I went to my doctor, who patiently explained to me that there was nothing wrong with me physically, but that I was depressed, anxious, and agoraphobic. He actually wrote the word ‘agoraphobia’ on a medical certificate. I went home and researched it because I had absolutely no idea what it meant. I read article after article on the internet about agoraphobia, and I actually remember running out to tell my mum – “This is it! This is what I have!”
It felt good to finally have a name for my ‘mystery condition’…but that was where the good feeling ended. My life became a pretty shit one in comparison to what I had before. I could no longer go out; getting in the car absolutely terrified me. The list of ‘safe places’ that I could go to without panicking became smaller and smaller until eventually I was even scared of going for a walk down the street.
Agoraphobia took over my life, and it was a long time before I became comfortable admitting that I suffered from an anxiety disorder.
I frequently made excuses as to why I couldn’t go somewhere. I told a few friends the truth, but I dodged a full explanation. I was so embarrassed at what my life had become. I mean, who was so scared that they couldn’t leave the house? I missed all of my best friends birthdays and events, I missed going on dates, I missed seeing great movies and concerts and dinners and I basically missed out on life, for a little while. I felt like a spectator. The world was going on all around me but I couldn’t join in. On the one hand I desperately wanted to be outside having fun like everyone else, but on the other hand I was absolutely terrified of being away from home, away from my little ‘safe place’. (Heads up from future Lauren: ‘safe places’ do not exist.)
Eventually, more people found out about my condition, and I became a bit more vocal about it. If I managed to go out of the house somewhere, I would make a Facebook status about it, or an Instagram post. I was absolutely overwhelmed by the support I received from friends and family. Everyone was so understanding and kind; no one judged me. Some people opened up about their own issues with anxiety, others just asked questions and sympathized with me. I realized that having panic disorder was nothing to be ashamed of.

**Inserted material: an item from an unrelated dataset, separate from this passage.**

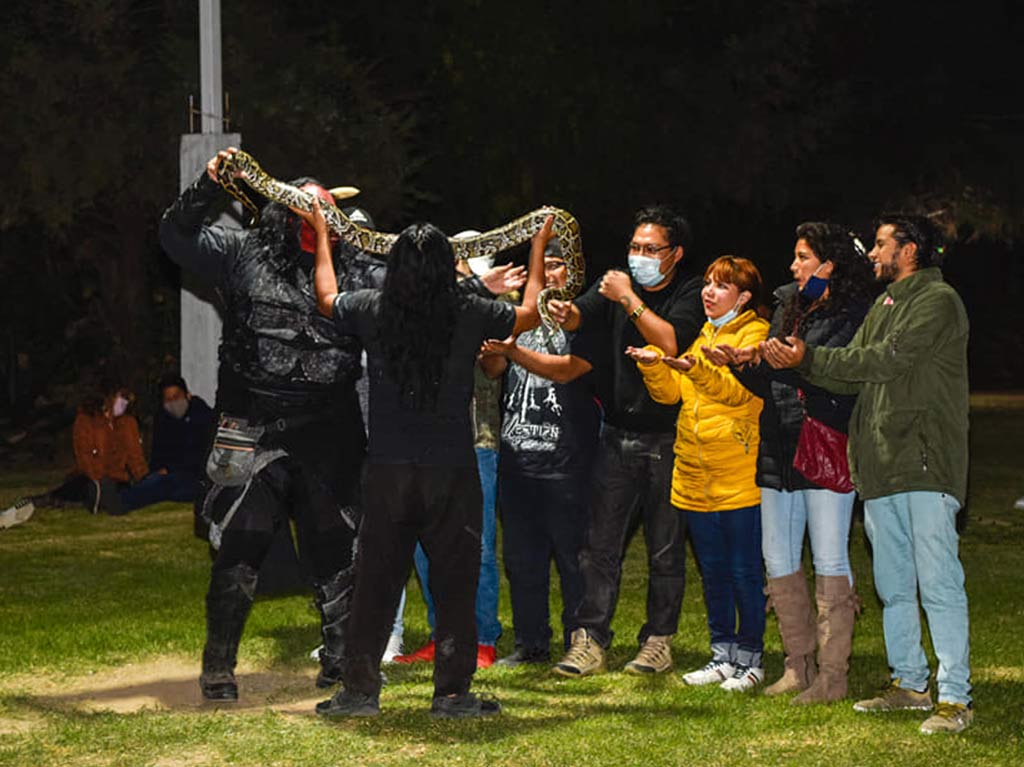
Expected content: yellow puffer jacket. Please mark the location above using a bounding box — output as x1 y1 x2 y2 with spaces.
637 310 768 511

While my life today is vastly different from a few years back, I don’t hate where I am right now. I’ve learnt a lot about myself, and I’ve become closer with my friends and family as a result of my disorder. I’ve also discovered that everyone is going through some shit. We all have issues and some of them aren’t pretty, but the more we talk about it as a society, the less stigma will be attached to such issues. Mental health problems are not a sign of weakness.